Article in English | MEDLINE | ID: mdl-36053416

ABSTRACT

The low-carbon city (LCC) pilot policy is significant in tackling carbon emission reduction and environmental protection. Several studies have demonstrated that LCC policy dramatically decreases air pollution in cities for environmental preservation, while there is a shortage of research on banking development. Using city-level data from 2005 to 2018 in China, we examine the impact of the LCC pilot policy on the growth of the banking sector by using a difference-in-difference (DID) model and analyze the underlying transmission mechanism. The empirical result demonstrates that the construction of LCC significantly impedes the growth of the regional banking sector, and the conclusions above hold up to a battery of tests.
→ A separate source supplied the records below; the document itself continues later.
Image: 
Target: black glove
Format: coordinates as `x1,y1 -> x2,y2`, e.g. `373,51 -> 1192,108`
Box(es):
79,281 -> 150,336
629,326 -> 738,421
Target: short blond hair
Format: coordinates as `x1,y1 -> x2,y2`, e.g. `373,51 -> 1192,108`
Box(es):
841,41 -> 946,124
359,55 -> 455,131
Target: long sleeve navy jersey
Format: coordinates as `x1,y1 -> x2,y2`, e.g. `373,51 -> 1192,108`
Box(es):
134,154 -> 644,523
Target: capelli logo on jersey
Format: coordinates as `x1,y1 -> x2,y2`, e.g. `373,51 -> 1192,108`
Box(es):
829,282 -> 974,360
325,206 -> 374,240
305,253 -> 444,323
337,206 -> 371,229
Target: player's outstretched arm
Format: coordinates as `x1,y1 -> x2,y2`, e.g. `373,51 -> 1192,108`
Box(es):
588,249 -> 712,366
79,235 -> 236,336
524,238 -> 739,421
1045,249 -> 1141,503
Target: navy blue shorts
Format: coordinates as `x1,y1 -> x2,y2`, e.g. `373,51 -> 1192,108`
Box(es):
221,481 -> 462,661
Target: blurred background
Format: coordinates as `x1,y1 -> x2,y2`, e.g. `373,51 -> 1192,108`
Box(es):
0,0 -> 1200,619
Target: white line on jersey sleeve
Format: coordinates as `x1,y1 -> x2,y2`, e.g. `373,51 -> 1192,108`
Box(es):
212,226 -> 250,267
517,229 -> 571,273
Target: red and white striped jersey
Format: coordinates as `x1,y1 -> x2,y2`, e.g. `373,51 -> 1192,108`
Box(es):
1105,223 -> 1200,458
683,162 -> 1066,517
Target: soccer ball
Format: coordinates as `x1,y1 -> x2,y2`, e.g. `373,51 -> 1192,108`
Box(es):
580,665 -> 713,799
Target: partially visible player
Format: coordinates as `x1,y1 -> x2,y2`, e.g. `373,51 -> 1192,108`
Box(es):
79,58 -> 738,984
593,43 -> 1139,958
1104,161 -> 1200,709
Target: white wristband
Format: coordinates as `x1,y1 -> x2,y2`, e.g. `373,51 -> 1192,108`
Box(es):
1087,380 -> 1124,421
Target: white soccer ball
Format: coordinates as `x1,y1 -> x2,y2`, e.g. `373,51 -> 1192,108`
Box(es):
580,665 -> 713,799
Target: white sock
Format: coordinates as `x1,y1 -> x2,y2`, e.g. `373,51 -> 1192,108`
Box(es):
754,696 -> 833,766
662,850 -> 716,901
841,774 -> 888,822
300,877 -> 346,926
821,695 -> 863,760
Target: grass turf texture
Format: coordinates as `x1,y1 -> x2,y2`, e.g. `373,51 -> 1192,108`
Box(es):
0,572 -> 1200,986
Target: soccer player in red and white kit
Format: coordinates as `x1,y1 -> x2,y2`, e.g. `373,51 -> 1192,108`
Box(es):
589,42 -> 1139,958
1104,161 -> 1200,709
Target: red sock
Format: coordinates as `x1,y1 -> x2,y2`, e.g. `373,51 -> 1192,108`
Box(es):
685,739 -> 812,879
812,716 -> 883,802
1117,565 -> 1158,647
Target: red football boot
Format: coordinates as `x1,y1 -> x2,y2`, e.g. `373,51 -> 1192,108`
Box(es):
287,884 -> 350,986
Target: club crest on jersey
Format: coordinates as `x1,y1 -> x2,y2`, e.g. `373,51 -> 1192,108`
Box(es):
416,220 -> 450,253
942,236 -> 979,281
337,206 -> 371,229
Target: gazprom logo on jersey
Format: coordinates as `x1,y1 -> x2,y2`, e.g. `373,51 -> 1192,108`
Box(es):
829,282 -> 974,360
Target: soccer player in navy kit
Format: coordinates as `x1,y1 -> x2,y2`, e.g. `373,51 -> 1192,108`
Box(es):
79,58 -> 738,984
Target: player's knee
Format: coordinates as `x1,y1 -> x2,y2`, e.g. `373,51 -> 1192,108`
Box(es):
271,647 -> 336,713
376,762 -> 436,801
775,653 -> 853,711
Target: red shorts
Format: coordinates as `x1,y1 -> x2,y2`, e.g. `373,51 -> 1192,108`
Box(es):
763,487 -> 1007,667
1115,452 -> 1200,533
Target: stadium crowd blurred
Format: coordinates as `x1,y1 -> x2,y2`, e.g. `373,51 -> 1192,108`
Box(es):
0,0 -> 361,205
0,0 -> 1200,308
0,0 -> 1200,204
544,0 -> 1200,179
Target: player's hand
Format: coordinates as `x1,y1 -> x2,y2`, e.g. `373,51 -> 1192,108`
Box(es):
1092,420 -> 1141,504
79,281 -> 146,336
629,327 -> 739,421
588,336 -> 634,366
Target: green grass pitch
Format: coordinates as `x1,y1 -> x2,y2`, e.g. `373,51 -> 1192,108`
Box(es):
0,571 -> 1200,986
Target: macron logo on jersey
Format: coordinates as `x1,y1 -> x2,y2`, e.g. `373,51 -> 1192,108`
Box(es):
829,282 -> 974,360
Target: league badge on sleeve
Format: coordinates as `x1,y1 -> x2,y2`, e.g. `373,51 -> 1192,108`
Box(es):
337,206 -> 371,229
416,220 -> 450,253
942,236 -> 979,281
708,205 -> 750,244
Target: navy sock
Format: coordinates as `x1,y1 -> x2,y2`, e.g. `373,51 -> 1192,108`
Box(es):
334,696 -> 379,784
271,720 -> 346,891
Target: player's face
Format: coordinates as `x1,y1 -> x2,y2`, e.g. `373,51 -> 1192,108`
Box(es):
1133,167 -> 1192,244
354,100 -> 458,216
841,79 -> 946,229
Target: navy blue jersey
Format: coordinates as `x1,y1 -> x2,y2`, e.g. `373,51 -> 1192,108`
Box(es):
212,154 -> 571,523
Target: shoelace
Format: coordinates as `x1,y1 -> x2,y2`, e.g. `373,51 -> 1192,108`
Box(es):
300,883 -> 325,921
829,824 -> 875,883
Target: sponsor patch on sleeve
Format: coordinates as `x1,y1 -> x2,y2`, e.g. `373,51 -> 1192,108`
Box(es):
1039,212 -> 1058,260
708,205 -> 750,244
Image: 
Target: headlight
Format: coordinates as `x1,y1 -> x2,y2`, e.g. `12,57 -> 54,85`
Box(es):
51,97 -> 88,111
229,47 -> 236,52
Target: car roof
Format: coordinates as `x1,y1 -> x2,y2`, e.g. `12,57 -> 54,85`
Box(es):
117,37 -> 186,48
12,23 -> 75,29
First, the LCC policy drastically reduces the scale of industries in the pilot cities, including secondary industry output, tertiary industry output, fixed asset investment, and fixed asset balance. Second, the LCC policy encourages industrial reorganization in the pilot cities, as demonstrated by a change in market demand from high carbon-emitting enterprises and non-state-owned enterprises to low carbon-emitting enterprises and state-owned enterprises, respectively. The results indicate that the LCC policy produces credit risk at enterprises and conveys it to banks, resulting in a retarding effect on banking development.